Günümüzün iletişim ve gösteri toplumundaysa, bütün alt kültür dairelerinin ekosferleri birbirine geçmiştir ve her bir varlık dairesi de diğerinden haberdardır. Bunlar arasındaki karşılıklı alış-verişler ve geçişler yüzünden, her biri diğerlerini beslerken, aynı zamanda onlardan da beslenir. Bu çok katlı ve girift beslenme-etkilenme-etkileme-alışveriş süreçleri, çeşitli alt kültür dairelerinin ikonlarının ve sembol figürlerinin, neredeyse toplumun tamamına şamil aktörler haline gelmesine neden olmaktadır. Özetlemeye çalıştığım dinamikler yüzünden, çok değil 15 yıl öncesine kadar, çok dar sosyal kastlara seslenebilen Kibariye, Ferdi Tayfur, Esengül, Kâhtalı Mıçe (Mıçı), İbrahim Tatlıses, Halit Araboğlu, Gülden Karaböcek, Müslüm Gürses, Bergen, Yıldız Tilbe, Küçük Emrah, Ankaralı Turgut, Biricik, Azer Bülbül gibi sanatçılar, artık aktüel toplumsal formasyonun neredeyse tamamına seslenmekte, bütün alt kültür ve yaşam daireleri mensuplarının algılarına hitap edebilmektedirler.
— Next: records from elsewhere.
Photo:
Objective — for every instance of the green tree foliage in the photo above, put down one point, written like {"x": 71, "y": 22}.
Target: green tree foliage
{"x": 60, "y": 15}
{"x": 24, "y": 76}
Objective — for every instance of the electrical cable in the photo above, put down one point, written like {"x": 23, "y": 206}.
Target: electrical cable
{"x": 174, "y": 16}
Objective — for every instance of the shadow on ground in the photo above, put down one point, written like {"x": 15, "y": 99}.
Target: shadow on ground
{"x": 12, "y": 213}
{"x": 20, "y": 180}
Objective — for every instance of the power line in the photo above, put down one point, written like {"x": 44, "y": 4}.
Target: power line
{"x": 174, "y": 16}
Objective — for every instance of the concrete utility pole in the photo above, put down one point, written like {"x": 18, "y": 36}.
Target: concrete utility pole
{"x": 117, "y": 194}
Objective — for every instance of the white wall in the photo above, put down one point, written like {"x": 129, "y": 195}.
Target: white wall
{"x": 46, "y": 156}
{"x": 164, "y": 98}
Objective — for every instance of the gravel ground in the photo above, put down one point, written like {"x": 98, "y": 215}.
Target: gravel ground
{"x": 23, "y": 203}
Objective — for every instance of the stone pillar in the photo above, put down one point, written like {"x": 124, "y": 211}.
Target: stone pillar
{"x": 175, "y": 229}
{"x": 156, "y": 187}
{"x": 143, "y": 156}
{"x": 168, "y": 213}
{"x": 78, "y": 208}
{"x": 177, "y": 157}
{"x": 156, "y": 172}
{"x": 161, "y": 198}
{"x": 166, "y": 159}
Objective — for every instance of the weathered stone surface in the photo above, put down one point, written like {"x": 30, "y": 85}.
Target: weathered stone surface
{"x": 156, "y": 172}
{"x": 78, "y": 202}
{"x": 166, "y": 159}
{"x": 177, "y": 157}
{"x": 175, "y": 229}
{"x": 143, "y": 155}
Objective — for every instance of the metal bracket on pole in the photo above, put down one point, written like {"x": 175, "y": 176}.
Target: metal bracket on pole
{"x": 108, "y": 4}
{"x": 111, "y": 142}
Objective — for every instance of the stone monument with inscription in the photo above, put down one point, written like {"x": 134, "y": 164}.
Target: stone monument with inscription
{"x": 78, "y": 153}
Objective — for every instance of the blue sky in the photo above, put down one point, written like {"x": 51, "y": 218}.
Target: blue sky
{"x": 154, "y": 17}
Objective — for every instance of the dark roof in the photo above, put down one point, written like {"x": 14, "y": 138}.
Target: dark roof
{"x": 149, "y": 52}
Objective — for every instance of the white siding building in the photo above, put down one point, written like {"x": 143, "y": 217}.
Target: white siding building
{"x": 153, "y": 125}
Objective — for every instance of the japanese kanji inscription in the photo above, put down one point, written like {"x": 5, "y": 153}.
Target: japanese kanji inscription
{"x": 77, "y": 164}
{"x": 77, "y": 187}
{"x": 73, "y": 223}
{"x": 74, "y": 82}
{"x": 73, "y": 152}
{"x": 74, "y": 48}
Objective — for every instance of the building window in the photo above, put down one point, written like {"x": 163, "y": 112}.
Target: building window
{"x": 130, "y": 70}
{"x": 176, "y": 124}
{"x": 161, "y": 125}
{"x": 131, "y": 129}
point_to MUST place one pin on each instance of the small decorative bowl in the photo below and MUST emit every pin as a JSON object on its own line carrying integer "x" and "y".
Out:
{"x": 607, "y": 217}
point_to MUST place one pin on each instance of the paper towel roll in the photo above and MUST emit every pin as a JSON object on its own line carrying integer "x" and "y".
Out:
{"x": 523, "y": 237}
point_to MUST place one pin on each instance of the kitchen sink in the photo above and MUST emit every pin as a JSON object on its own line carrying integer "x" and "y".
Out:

İletişim ve haberleşme teknolojilerinin gelişmesi, insanlığı bir taraftan atomize edip, yurttaşları iflah olmaz bireyciler olmaya zorlarken; diğer yandan da, toplumun, kültürün ve sanatın bir çeşit ‘demokratizasyonu’nu mümkün kılarak, insanoğlunu fusion bir uygarlığın eşiğine taşımaktadır. Bu keyfiyet, 15 yıl önce asla tanışamayacağımız ve yaşamlarına ‘değemeyeceğimiz’ kişilerle ilişki kurmamıza vesile ve zemin oluşturmaktadır. Dilber Ay’ın, 2012’nin Mart ayında, Türkiye toplumsal formasyonunun nezdinde elde ettiği bilinirlik ve şöhret, işte böylesi bir zemin üzerinde yeşermiş ve filizlenmiştir.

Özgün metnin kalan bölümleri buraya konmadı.